Do mesmo modo, a prática da meditação sem apoio ritmado traz apenas benefícios de uma disciplina mental, mas não permite um trabalho detalhado. Ritmo e Fosféno vão de par e estimulam as funções rítmicas do cérebro e o sistema nervoso dos quais não nos servimos por ignorância. A palavra meditação vem do latim méditatio que quer dizer exercício, por conseguinte trabalho mental. No quadro iniciático, a meditação consiste em ritmar o pensamento fixando uma fonte luminosa direta ou indireta.

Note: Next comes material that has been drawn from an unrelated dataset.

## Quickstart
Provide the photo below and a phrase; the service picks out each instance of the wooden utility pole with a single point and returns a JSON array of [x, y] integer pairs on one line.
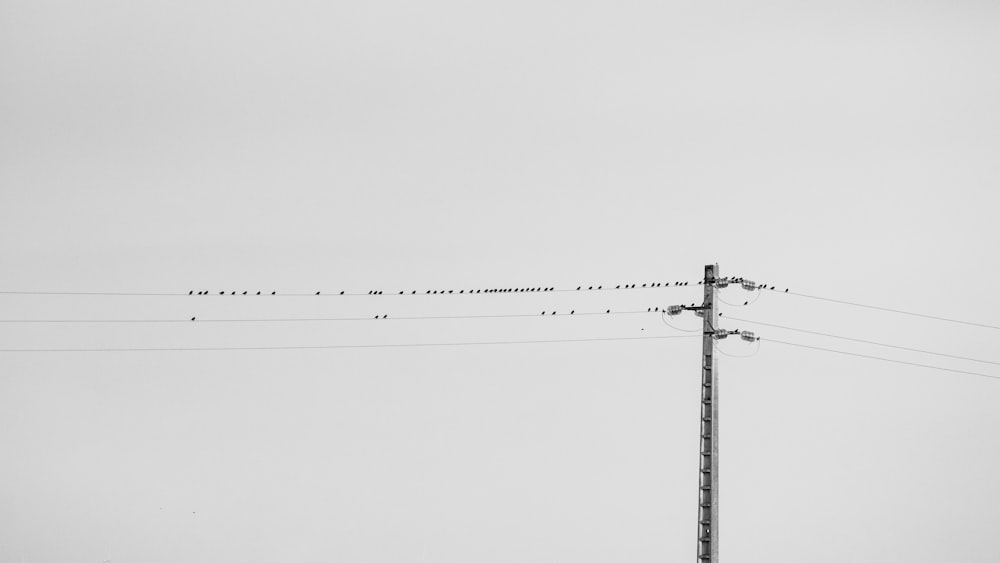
[[708, 482]]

Na prática das artes marciais, são os encadeamentos dos movimentos e os kiaís que dão o ritmo; os katas, por exemplo, são um estudo rítmico perfeito para associar aos fosfénos. Não é de resto um acaso se no início de alguns katas, o praticante simboliza o sol pelo movimento circular dos braços. Acontece também que as mãos venham colocar-se ao nível dos olhos e formam um triângulo pelo qual praticante fixa o sol. Na prática do Kyû-do ou mais exatamente Shadô, o tiro ao arco japonês, o dojo abre sobre o exterior, dando acessos aos alvos. Uma das regras do dojo é manter o pavimento «sempre rigorosamente limpo e brilhante». Antes do tiro como tal, longos momentos são consagrados à meditação e esta efetua-se com os olhos semicerrados. O olhar leva-se por conseguinte sobre os reflexos do céu sobre o pavimento lustrado. A execução do tiro faz-se apenas a partir do momento em que o praticante se encontra num estado de híper-consciência, estado devido à esta fixação.

Se quiser encontrar o sentido profundo das artes marciais, é por conseguinte essencial praticar com o princípio que lhes deu nascimento, ou seja introduzindo o ritmo e as fixações de fontes luminosas. É esta prática tradicional, dado que é constante, que produziu os maiores Mestres.